# An Early Look at the Regulations for 2010 American Le Mans Series



## [email protected] (Apr 9, 2004)

The first wave of 2010 rule additions and modifications for the American Le Mans Series’ prototypes and GT classes were recently sent to competitors by IMSA, the Series’ sanctioning body. Key focus areas were safety, pit stops and refueling, performance, leader lights and class distinctions and LMP points distribution.

*Safety*
Helmets, fire suits and restraint systems for both drivers and crew members are central points in the initial listing of regulations. All drivers in the LMP and LMPC classes will wear the same helmets worn in the Formula 1 World Championship among other FIA-sanctioned events. 
In addition, IMSA will require drivers in each American Le Mans Series class to have the Eject Helmet Removal kit installed in their helmets.
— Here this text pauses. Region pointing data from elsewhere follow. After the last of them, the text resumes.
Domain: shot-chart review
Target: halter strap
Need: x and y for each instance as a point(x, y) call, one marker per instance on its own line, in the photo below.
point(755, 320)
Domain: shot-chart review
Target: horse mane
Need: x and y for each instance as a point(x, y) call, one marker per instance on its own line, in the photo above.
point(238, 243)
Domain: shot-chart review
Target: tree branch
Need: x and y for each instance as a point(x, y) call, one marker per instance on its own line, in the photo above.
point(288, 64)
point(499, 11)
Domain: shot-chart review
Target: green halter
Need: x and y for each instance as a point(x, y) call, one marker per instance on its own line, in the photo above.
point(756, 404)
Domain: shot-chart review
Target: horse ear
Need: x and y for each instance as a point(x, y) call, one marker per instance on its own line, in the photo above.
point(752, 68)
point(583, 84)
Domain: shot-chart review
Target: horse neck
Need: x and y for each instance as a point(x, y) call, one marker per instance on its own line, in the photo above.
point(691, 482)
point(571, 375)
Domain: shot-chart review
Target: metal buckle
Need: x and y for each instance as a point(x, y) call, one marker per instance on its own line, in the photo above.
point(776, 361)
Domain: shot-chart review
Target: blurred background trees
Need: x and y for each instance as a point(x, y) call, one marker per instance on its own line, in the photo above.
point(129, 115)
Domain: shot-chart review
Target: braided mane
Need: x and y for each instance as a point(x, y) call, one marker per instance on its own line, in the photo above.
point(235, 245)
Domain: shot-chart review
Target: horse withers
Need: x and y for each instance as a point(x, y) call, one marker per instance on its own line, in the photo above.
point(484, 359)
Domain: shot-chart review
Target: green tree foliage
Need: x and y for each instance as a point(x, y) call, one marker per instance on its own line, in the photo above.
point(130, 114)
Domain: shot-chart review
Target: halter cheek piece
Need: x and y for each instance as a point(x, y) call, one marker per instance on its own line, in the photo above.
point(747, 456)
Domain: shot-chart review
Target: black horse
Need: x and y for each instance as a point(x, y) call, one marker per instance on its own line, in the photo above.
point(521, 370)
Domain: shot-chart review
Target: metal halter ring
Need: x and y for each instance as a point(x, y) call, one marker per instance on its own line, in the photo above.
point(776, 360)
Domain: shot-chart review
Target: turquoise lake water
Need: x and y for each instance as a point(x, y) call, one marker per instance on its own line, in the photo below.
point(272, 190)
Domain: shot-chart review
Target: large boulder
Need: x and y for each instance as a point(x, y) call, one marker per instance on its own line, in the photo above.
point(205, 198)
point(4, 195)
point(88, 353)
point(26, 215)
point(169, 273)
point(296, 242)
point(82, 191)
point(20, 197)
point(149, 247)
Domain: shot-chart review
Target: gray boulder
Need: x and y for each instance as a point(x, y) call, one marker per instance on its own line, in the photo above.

The device allows EMTs and first-responders to remove a helmet without adding any pressure or traction to the neck or spine which can cause secondary spinal injuries to an injured driver. The use of the HANS (Head and Neck Support) device remains mandatory.
Regarding firesuits, IMSA continues to follow FIA guidelines in regard to clothing worn by drivers and over-the-wall pit crews. They include two-layer suits or a single-layer suit with Nomex underwear that meets FIA or SFI specifications.
*Pit Stops and Refueling*
The rules governing pit stops for LMP and GT classes will remain the same as 2009 – primarily two tire-changers (each with an air gun) and two tire-carriers are allowed over the wall once the car has been refueled. Regulations for the two Challenge classes are still being finalized but there will be significant differences in both personnel and procedure from the LMP and GT classes. Among them include crew members permitted over the wall and equalization measures for GTC class pit stop time based on the configuration of the entry.
*Performance*
IMSA anticipates that the rules and adjustments in place at the end of 2009 will carryover to the 2010 season for LMP and GT, although the full release of the 2010 ACO regulations may factor into the final decision.
For GTC, three variants of Porsche’s 911 GT3 Cup racer are eligible: the 2010-spec car and 2008 and 2009 models that are currently eligible in other North American championships. The performances of the older model Porsches will be balanced relative to the 2010 version, which will serve as the baseline.
All GTC cars will compete on the same Yokohama tires that are used in the Patrón GT3 Challenge by Yokohama, one of IMSA’s leading developmental championships. A maximum of 10 GTC cars will race on any given American Le Mans Series weekend. IMSA will determine the final specifications for the GT Challenge class at the annual Sebring Winter Test.
IMSA also is establishing three levels of driver classification for the Challenge classes. The groups are based on level of success and experience, age and other factors within the FIA’s licensing procedures. There also will be certain combinations of drivers allowed in Challenge entries, based on the group under which a driver falls.
*Leader Lights and Class Distinctions*
The American Le Mans Series will continue its pioneering use of its Leader Lights system – established in 2002 – in the LMP and GT classes. The latter will continue to display yellow LED lights to signify the top-three leaders in the class. LMPs will use blue Leader Lights except at Sebring and Petit Le Mans, where the standard colors – red for LMP1 and blue for LMP2 – will be in place.
Challenge entries will have red markings on their rear-wing endplates and mirrors, as well as upper roll hoops (LMPC) and windscreens (GTC).
*Points Distribution-LMP*
As has been the case in the past, only full-season entrants are eligible for points in American Le Mans Series events. Prototype teams will count all points earned at Sebring and Petit Le Mans – which will award points in LMP1 and LMP2 – toward the single 2010 LMP championship.
*Display of Series logo*
Effective in March, all transporters will carry an American Le Mans Series logo. In addition, new number plates for each entry will feature the logo with white numbers set against a background that corresponds with each class’ corresponding colors.
The American Le Mans Series will open its 12th season with America’s greatest sports car race, the 58th Mobil 1 Twelve Hours of Sebring presented by Fresh from Florida from March 17-20. The green flag will fall at 10:35 a.m. on Saturday, March 20 with live coverage on SPEED.
The annual American Le Mans Series Winter Test is scheduled for February 22-23, also at Sebring International Raceway.


----------